Но вдруг, вскочив с кресла, он с криком бросился к секретеру:
— Слава Богу! Эта клевета, о мой отец, будет возвращена в преисподнюю, откуда она вышла!
И он достал из ящика уже известный читателям документ: исповедь, написанную г-ном Жераром.
Он страстно припал губами к свитку, от которого зависела человеческая жизнь, более чем жизнь — честь: честь его отца!
Он развернул драгоценный свиток, дабы убедиться в том, что в своей торопливости ничего не перепутал, узнал почерк и подпись г-на Жерара и снова поцеловал документ. Потом он спрятал его на груди под сутаной, вышел из комнаты, запер дверь и поспешно пошел вниз.
В это время навстречу ему поднимался какой-то человек. Но аббат не обратил на него внимания и едва не прошел мимо, как вдруг почувствовал, что тот схватил его за рукав.
— Прошу прощения, господин аббат, — проговорил незнакомец, — я как раз к вам.
Доминик вздрогнул при звуке этого голоса, показавшегося ему знакомым.
— Ко мне?.. Приходите позже, — сказал Доминик. — У меня нет времени снова подниматься наверх.
— А мне некогда еще раз приходить к вам, — возразил незнакомец и на сей раз схватил монаха за руку.
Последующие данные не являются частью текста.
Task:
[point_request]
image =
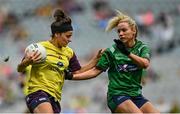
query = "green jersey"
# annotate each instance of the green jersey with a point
(124, 75)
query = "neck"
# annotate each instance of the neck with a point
(131, 44)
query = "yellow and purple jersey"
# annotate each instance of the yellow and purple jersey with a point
(49, 75)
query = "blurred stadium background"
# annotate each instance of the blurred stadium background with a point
(25, 21)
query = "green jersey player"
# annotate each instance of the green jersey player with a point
(124, 62)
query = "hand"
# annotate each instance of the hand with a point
(68, 74)
(98, 54)
(120, 45)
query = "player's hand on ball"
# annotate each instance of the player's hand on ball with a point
(121, 46)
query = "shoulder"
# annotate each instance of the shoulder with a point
(141, 44)
(44, 43)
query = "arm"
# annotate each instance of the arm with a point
(92, 73)
(141, 62)
(92, 63)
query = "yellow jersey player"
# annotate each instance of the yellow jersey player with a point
(44, 86)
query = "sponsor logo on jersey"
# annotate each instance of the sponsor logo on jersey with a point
(127, 67)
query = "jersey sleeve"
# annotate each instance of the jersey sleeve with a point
(145, 52)
(74, 64)
(104, 62)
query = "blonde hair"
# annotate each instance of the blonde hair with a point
(120, 17)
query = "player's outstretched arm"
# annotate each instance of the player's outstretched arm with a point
(92, 73)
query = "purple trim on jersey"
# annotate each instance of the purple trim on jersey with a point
(74, 64)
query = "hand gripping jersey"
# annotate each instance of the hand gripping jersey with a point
(49, 75)
(124, 75)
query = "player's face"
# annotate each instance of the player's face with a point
(65, 38)
(125, 32)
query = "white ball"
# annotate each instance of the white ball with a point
(35, 46)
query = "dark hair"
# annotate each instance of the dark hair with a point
(62, 22)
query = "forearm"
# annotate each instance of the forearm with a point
(88, 66)
(141, 62)
(92, 73)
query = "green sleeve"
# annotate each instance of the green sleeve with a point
(103, 63)
(145, 52)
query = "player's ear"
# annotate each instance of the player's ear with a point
(58, 34)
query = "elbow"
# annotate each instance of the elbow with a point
(145, 65)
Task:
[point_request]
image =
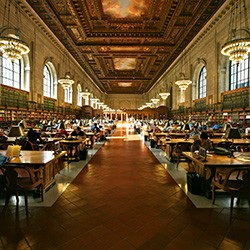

Доминик испытал неизъяснимый ужас.
Руки, сдавившие его запястье железной хваткой, были похожи на руки скелета.
Он попытался разглядеть того, кто так бесцеремонно остановил его на ходу; но лестница тонула в полумраке, лишь слабый свет сочился сквозь овальное оконце, освещая небольшое пространство.
— Кто вы такой и что вам угодно? — спросил монах, тщетно пытаясь высвободить руку.
— Я господин Жерар, — представился гость, — и вы сами знаете, зачем я пришел.
Доминик вскрикнул.
Но происходящее казалось ему совершенно невероятным; чтобы окончательно поверить, он хотел уже не только слышать, но и увидеть воочию г-на Жерара.
Он обеими руками ухватился за пришельца и подтащил его к окну, из которого падал луч закатного солнца — единственный, освещавший лестницу.
Луч выхватил из темноты голову призрака.
Это был в самом деле г-н Жерар.
Аббат отшатнулся к стене; в глазах у него был ужас, волосы встали дыбом, зубы стучали.
Он был похож на человека, у которого на глазах мертвец ожил и поднялся из гроба.